The lumbar spine is a common source of posterior thigh pain. Pain may be referred from a number of structures such as discs, facet joints, muscles, ligaments, nerve roots(16). A detailed examination including a thorough neurological screen is vital, and imaging may help with this. However, caution is advised as pre-existing changes may be present. Nerve root compression will usually provide a much more definitive presentation. One must always consider red flags; cauda equina identification is vital to allow appropriate and timely management(17). Spondylolisthesis and spondylolysis have both been associated with hamstring pain and tightness and should be excluded in recurrent/recalcitrant presentations.
The sacroiliac joint (SIJ) often refers pain to the buttocks and high hamstring region; 94% of SIJ dysfunction cases report buttock pain(18). SIJ provocation tests can be used to highlight the involvement of the SIJ(19). Anterior hip impingement can present with groin pain, lateral hip/thigh pain and buttock pain(20). A negative FAIR/FABER test is commonly used to rule out significant FAI and/or labral pathology(21).
Deep gluteal syndrome (DGS) is an umbrella term that covers a number of pathologies. Piriformis syndrome, compressing the sciatic nerve is the most common(22), but there can also be fibrous bands tethering the sciatic nerve, compression within the Gemelli–obturator internus complex, vascular pathologies or space-occupying lesions. Piriformis overactivity is a common response to weak gluteals; the need to assess the biomechanical control of athletes will allow for possible causative factors to present themselves. McCory and Bell highlight that it is also the hip external rotators that can compress the sciatic nerve(23). A combination of the seated pirformis stretch test and active piriformis test has high sensitivity and specificity for sciatic nerve entrapment.
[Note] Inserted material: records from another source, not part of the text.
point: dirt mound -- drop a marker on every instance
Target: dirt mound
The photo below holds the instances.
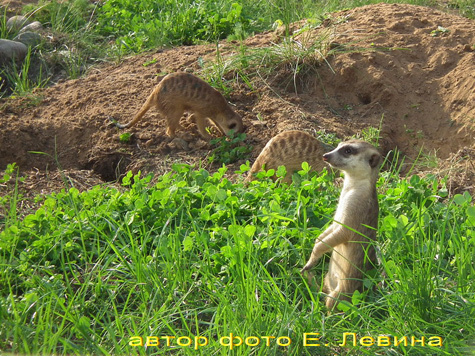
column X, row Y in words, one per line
column 411, row 67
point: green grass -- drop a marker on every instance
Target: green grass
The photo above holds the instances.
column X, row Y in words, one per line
column 195, row 255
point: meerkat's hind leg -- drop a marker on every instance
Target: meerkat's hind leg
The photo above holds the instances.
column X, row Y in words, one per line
column 201, row 124
column 173, row 122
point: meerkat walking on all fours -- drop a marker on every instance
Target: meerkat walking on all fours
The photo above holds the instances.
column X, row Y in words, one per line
column 355, row 222
column 183, row 92
column 289, row 149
Endofibrosis of the external artery can produce posterior thigh pain (although very rare compared to the more common presentation of lateral and anterior thigh pain). This can occur in cyclists or triathletes. Pain is claudicant in nature and progresses within 10-20mintues of exercise, but resolves immediately on termination of exercise.
When assessing posterior thigh pain, the practitioner should take a stepwise approach, first forming a working diagnosis based on subjective findings, having excluded any red flags. A thorough objective assessment can then either rule in or rule out the working hypotheses. It is important we don’t allow our own confirmation bias to guide us to the most common pathology. We owe it to the athlete to ensure we have excluded as many potential causes prior to our definitive diagnosis. This allows implementation of the most appropriate evidence-based management plan and a prompt return to sport.